“I’ve had my three score years and ten. I really can’t complain – all the rest is extra.” These are the words of my father a few years before he died.
The number these days – probably even then – might not be exactly right when calculating the average life span, but the attitude is spot on.
When it comes to living, we all want more, more, more. But I think we should be pleased when we get those extra years of life. They should be valued and savoured as much as the years before.
But my father had a much more serious problem than simply dying – he was deeply concerned for the welfare of my mother, who had vascular dementia.
If he died first, who would look after her when he was gone?
Many of us older people these days find ourselves in the role of carers (or ‘caretakers’ in the US). There is the occasional carer for a parent – the children of all those centenarians, after all, are not exactly young.
But much more common are the older people caring for a spouse with a serious disease or disability. They slowly aged together and one of them became afflicted with some problem or other.
The remaining spouse generally does what he or she can for a period. If things become too difficult to manage, the overwhelmingly stressful decision may be taken to put them into a care or nursing home of some sort.
But this doesn’t take away the problem. All the worries of who will visit and care about them and how the ill or disabled person will manage in the case of their death still remain.

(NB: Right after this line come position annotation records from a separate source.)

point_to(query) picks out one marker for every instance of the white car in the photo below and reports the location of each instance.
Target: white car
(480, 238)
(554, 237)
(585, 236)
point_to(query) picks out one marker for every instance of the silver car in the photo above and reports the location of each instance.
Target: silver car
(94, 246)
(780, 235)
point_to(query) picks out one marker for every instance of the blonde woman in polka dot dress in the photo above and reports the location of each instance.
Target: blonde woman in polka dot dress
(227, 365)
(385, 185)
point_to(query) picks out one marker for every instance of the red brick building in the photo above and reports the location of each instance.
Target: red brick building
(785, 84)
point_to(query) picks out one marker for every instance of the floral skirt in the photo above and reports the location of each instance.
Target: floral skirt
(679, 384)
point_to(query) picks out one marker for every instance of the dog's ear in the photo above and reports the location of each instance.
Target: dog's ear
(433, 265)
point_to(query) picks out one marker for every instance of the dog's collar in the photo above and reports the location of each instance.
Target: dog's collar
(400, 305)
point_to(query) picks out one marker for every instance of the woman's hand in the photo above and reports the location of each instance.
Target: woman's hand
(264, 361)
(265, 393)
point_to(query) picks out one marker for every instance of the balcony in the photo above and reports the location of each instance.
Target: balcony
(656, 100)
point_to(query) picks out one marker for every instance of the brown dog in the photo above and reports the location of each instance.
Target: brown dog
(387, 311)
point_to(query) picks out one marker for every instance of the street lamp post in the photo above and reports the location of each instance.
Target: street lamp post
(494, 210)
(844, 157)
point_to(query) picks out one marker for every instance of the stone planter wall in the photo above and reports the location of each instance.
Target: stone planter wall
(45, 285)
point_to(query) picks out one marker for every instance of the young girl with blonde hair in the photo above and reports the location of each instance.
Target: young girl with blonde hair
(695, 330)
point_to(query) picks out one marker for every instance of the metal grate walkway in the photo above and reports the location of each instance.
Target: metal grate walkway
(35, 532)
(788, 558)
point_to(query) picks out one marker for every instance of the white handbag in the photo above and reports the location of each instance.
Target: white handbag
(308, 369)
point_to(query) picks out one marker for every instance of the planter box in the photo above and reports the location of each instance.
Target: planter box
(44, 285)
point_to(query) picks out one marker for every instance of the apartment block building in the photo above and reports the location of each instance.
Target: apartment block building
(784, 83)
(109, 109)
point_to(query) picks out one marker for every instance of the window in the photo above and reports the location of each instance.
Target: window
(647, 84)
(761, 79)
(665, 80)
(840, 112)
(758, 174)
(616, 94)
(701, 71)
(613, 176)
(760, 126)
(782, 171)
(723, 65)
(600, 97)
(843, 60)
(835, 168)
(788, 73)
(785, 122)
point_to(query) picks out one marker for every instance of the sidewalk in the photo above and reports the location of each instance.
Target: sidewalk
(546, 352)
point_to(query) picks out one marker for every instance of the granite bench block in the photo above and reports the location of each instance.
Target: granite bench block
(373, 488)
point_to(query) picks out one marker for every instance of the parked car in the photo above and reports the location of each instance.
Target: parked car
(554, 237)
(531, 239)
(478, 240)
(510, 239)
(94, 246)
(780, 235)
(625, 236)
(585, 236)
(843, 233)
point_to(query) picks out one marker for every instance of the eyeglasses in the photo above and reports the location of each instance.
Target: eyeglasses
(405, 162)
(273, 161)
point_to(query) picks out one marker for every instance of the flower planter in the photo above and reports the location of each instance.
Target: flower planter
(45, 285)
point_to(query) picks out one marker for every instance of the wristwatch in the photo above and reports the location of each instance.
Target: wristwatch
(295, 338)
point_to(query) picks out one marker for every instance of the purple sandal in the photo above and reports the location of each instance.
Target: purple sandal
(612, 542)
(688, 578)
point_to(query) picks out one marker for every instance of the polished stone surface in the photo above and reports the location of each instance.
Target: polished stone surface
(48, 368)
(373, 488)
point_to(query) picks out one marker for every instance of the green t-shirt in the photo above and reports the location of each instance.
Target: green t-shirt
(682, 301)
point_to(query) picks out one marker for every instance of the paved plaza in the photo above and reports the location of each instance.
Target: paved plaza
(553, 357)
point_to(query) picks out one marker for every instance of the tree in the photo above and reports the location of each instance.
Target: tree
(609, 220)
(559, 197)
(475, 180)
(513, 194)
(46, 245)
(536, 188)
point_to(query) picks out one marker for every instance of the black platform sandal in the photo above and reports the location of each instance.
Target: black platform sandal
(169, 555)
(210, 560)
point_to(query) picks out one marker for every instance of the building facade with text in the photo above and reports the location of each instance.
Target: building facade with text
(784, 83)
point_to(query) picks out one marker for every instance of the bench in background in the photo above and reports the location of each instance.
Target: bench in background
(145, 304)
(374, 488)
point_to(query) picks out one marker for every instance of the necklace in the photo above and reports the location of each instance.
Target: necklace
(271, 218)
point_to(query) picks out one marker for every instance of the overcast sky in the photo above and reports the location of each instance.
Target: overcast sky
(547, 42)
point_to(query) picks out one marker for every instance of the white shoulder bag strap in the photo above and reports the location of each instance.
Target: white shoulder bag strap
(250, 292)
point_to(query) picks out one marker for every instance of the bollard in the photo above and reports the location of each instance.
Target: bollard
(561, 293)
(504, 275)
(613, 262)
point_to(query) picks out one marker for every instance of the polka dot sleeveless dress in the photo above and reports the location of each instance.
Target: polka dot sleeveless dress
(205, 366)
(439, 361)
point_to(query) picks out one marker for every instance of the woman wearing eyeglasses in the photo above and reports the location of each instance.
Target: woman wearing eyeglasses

In my father’s case, the situation was eased because they lived in a retirement community and, when he could no longer cope, my mother was moved to the ‘assisted living’ – and later, the ‘nursing care’ – part of the same complex.
Moreover, he had hired a wonderfully attentive woman to see to her needs for some hours every day. She helped my mother to dress, talked to her endlessly and took her out for walks.
She had a marvellous combination of practicality, good sense and great warmth. She undoubtedly eased the lives of both my parents in their last years.
And yet this did not solve my father’s problem of dying before my mother.
He broached this issue with my brother and myself on several occasions, and we assured him we would continue to do what we could – and to pay for the extra help for as long as it was needed.
I had already been very familiar with this problem. Many years ago, I had carried out some research on the problem of parents of adult sons and daughters with what are now called learning disabilities.
Many of the parents were in their late 70s and 80s and many of their ‘children’ were aged 50 and above. The study was ostensibly about what they saw as the best housing arrangements once their son or daughter moved from the family home.
But it soon became clear that the real issues that worried these parents were emotional – not practical – ones.
First, the tremendous family bond meant that they didn’t want their son or daughter to move away to be helped by anyone else. They feared that no one would love them or care for them in the same way.
And second, they were deeply, deeply worried about what would happen after they were gone.
This was probably the most emotionally stressful of any of the research I ever undertook, with highly emotive interviews often ending with tears.
My colleague and I felt that we had no easy answers, but it was important to raise the question, which had been largely hidden. By bringing it out in the open, we hoped that both parents – and the professionals who worked with them – could begin to make appropriate and thoughtful decisions.
We published a book called Letting Go, which got some attention at the time (1989) but is long out of print. I should mention that the book has not been updated since it was published, so if you manage to find a copy, please do bear that in mind.
I want to come back full circle to where I began. As we age, we naturally begin to think about death and its implications for ourselves.
This is normal – and healthy – and I hope everyone can find their own peace.
But spare a thought for those who have that additional worry of what will happen to someone they love when they are gone. They are the ones for whom we must have the utmost sympathy.
My father did die first. But my mother died only three months later. We continued to pay for her companion, who was enormously helpful to the end.
At my father’s request, we gave her an extra sum after my mother’s death in thanks for her devotion to my mother.
And I learned some years later that she used this sum to pay for nursing training, got her diploma and has since become a nurse, a lifelong ambition.
Do you look after a family member with additional needs? Do you worry about what would happen if you were to die first? What steps have you taken to ease that situation?